The XO-2 could be based on some cellphone-like chipset, but that would sacrifice Windows XP compatibility. And if there is an XP-capable low-power chipset on the market by 2010, it's likely that it will also be used in more traditional laptops and mobile Internet devices. Similarly, the technology behind the XO-1's LCD is likely to be more widely used in the next few years. In other words, the XO-2 isn't likely to gain any meaningful advantage in this respect over competing platforms.

To me, none of this bodes well for the OLPC initiative in spite of the publicity it has received from these announcements. The organization still seems committed to a strategy of over-promising and under-delivering... not exactly a path to success.

OLPC users

OLPC users meeting at Baycon

(Credit: Peter N. Glaskowsky)

Incidentally, over Memorial Day weekend, I met with several XO-1 users at Baycon, an annual science-fiction convention here in Silicon Valley. This was the largest collection of OLPC users I've ever seen in person. The crowd was a mix of individual users, OLPC developers, and people interested in getting an XO-1 of their own.

OLPC developer Ed Cherlin (shown here on the right in the blue and white-striped shirt) recapped the announcements from last week, described new XO-1 software under development, and answered questions. (I asked him why browser bookmarks disappear after a reboot-- he said this was by design, but that previously visited URLs can be found in the Journal. Sure enough, that works.)

The meeting was also a recap of the shortcomings I've seen in the XO-1. Several of the systems people brought to the meeting had dead batteries because of previous use that day, networking activity while the machines were apparently in standby, or because they hadn't shut down properly.
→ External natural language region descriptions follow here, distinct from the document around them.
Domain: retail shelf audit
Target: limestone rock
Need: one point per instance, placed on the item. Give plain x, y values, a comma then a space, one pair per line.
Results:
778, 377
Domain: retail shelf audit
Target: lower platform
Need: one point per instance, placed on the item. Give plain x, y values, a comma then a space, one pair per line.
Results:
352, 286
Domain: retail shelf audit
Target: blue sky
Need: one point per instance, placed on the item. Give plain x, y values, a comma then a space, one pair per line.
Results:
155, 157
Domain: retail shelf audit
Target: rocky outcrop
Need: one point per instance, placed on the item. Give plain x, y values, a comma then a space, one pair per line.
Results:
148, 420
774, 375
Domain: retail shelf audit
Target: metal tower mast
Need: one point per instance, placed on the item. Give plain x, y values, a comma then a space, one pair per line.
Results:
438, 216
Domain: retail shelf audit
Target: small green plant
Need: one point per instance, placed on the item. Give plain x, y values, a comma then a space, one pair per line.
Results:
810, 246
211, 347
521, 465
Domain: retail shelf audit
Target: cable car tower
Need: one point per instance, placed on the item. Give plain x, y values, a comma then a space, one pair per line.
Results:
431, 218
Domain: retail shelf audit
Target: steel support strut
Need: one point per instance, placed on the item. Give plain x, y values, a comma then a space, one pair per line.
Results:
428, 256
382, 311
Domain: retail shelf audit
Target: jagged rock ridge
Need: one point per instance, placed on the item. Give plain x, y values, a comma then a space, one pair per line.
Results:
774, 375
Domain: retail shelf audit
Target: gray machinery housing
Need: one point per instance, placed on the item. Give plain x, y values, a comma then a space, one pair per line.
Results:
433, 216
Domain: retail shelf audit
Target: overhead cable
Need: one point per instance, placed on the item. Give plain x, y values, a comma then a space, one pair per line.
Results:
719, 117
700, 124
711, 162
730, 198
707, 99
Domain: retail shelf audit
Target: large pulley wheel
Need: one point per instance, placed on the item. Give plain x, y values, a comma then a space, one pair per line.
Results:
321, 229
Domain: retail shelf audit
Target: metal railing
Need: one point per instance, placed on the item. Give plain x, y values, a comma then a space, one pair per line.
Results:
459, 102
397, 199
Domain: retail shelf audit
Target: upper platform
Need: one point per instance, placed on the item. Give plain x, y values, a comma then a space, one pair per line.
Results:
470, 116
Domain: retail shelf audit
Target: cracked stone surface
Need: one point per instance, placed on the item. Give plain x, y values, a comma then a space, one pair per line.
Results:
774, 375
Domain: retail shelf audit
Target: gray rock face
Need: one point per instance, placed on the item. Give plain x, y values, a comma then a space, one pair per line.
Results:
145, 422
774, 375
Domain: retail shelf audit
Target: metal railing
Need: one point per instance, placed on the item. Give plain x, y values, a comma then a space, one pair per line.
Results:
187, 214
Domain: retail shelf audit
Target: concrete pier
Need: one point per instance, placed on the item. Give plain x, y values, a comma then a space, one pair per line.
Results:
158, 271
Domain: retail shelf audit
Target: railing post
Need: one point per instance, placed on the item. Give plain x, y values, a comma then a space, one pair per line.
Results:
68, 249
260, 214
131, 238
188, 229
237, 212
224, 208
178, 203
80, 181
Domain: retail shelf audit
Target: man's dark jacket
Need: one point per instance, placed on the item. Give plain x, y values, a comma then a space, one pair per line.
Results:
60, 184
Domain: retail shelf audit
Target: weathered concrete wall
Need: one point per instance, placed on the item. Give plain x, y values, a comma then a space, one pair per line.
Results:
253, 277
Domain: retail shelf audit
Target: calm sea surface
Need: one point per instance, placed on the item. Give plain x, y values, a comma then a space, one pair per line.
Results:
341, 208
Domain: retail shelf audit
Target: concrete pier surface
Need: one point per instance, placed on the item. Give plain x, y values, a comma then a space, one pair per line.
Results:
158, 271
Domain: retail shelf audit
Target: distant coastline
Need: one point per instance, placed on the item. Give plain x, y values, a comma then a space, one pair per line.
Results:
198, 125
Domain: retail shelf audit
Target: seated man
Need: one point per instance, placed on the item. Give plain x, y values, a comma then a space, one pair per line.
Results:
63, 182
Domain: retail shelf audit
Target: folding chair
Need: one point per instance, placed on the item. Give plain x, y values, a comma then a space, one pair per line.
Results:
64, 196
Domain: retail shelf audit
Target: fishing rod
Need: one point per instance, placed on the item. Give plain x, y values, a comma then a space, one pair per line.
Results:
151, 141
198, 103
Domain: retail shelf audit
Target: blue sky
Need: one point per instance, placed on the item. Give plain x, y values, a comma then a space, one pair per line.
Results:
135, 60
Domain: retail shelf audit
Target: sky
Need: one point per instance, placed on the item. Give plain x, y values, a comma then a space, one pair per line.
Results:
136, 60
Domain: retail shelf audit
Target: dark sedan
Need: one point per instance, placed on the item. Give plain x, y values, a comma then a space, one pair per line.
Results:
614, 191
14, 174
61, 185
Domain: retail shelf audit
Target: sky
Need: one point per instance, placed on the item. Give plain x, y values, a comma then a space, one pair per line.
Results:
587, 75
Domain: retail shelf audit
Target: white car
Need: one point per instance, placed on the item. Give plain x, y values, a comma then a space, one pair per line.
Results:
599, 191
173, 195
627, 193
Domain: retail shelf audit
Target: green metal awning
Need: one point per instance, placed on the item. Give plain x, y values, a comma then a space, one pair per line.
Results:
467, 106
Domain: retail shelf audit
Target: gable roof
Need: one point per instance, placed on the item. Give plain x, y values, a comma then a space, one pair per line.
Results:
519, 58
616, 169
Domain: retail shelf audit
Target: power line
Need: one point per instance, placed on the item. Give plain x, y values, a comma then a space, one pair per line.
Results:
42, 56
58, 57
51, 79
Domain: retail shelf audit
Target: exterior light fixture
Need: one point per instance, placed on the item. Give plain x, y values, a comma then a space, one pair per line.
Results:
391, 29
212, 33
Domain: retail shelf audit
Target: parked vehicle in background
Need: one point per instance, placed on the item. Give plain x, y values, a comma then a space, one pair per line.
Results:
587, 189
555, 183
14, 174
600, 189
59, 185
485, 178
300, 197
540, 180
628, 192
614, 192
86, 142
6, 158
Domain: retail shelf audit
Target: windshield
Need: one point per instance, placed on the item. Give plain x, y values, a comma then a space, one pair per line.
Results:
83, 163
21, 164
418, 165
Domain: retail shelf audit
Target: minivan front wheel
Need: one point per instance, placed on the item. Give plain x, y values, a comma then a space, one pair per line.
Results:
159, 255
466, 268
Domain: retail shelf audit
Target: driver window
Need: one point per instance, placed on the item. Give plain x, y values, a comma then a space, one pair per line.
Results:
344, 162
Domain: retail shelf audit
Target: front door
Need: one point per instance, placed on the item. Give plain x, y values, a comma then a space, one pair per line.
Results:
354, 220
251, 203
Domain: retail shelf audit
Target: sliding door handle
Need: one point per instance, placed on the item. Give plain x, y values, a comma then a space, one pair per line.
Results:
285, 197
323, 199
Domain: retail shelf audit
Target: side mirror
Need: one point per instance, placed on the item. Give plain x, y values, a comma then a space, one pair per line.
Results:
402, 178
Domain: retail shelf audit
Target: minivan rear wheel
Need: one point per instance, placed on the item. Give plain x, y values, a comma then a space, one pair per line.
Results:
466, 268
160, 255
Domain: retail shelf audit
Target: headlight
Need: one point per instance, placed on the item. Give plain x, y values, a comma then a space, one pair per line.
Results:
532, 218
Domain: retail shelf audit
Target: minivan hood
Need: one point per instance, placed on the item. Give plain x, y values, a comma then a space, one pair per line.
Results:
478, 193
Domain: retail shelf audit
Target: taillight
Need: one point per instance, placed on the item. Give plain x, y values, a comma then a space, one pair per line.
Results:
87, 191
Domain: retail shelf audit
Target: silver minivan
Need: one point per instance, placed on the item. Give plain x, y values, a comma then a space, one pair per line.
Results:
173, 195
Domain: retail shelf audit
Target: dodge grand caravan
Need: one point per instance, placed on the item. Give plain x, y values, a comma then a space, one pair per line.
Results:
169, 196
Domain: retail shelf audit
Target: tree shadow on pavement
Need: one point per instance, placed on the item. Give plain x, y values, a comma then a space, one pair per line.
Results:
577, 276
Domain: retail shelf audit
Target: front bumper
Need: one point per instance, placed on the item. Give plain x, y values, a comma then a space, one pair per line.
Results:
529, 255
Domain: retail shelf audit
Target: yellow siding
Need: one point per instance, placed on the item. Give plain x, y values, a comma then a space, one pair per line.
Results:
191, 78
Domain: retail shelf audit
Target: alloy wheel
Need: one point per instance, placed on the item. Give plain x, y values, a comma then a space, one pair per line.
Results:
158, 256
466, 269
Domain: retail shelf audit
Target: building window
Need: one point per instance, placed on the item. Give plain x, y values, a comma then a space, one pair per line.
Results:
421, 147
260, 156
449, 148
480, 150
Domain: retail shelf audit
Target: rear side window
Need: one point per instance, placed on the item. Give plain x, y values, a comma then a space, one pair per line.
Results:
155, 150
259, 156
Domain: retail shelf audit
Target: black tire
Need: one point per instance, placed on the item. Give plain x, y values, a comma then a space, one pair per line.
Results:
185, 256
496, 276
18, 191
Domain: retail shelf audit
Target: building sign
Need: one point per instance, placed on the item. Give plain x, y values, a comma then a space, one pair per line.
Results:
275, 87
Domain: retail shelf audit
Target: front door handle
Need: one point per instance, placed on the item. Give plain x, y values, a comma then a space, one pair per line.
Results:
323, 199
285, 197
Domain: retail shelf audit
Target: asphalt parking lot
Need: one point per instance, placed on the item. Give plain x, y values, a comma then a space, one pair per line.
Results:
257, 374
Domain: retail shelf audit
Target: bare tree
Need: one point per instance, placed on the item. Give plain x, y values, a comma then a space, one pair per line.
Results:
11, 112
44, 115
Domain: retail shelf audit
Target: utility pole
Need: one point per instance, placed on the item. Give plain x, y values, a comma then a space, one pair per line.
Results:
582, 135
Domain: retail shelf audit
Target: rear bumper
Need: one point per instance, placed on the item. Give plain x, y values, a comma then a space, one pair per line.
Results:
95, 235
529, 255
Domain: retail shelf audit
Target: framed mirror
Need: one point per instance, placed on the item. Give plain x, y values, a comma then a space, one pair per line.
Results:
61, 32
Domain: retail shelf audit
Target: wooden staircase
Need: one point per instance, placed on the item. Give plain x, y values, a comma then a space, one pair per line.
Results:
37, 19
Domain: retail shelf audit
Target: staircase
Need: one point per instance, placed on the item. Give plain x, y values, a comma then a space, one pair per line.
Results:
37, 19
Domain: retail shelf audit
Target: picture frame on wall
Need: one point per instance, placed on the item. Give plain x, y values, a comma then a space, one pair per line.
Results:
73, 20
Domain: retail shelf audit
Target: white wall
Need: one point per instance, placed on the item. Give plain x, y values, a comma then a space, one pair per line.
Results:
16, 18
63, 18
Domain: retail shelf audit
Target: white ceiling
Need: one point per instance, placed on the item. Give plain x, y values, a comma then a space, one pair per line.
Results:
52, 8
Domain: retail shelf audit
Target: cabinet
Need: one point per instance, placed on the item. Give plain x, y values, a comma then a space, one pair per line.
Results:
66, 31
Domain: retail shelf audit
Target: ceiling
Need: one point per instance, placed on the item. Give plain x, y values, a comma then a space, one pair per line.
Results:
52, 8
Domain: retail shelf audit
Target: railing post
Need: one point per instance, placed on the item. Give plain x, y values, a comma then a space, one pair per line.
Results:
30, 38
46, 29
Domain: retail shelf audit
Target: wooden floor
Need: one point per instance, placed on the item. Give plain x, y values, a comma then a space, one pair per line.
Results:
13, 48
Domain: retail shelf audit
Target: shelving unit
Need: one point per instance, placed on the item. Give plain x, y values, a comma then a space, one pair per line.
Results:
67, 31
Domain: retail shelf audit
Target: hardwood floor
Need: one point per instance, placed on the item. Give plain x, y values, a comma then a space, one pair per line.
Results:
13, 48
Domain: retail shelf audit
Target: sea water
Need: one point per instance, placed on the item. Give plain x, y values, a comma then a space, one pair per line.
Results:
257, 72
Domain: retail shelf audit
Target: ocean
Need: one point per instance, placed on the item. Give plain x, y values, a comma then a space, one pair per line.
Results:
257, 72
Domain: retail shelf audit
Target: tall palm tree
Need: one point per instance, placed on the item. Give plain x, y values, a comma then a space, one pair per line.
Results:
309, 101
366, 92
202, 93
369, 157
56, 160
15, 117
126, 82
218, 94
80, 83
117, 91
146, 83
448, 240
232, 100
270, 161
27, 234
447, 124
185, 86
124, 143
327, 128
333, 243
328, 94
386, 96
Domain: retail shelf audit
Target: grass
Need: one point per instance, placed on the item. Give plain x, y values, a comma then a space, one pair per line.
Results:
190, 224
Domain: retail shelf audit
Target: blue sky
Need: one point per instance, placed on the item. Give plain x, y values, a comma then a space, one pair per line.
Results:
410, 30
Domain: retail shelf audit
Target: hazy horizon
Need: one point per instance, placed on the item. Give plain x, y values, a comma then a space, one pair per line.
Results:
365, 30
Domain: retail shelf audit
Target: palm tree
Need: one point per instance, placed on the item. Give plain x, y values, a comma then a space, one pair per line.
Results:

Of the eight or so working machines present, no more than three or four were able to get networked together, probably because of incompatible software versions. Nobody was satisfied with the keyboards. Of course, these were all older users with hands larger than the children for whom these systems were designed, but if OLPC can't get adults interested, there'll never be enough software to meet these kids' needs.

Nevertheless, it was a fun and informative get-together, and it probably persuaded some of the non-owners in the group to get XO-1s of their own when the Give One, Get One program starts up again in August or September of this year.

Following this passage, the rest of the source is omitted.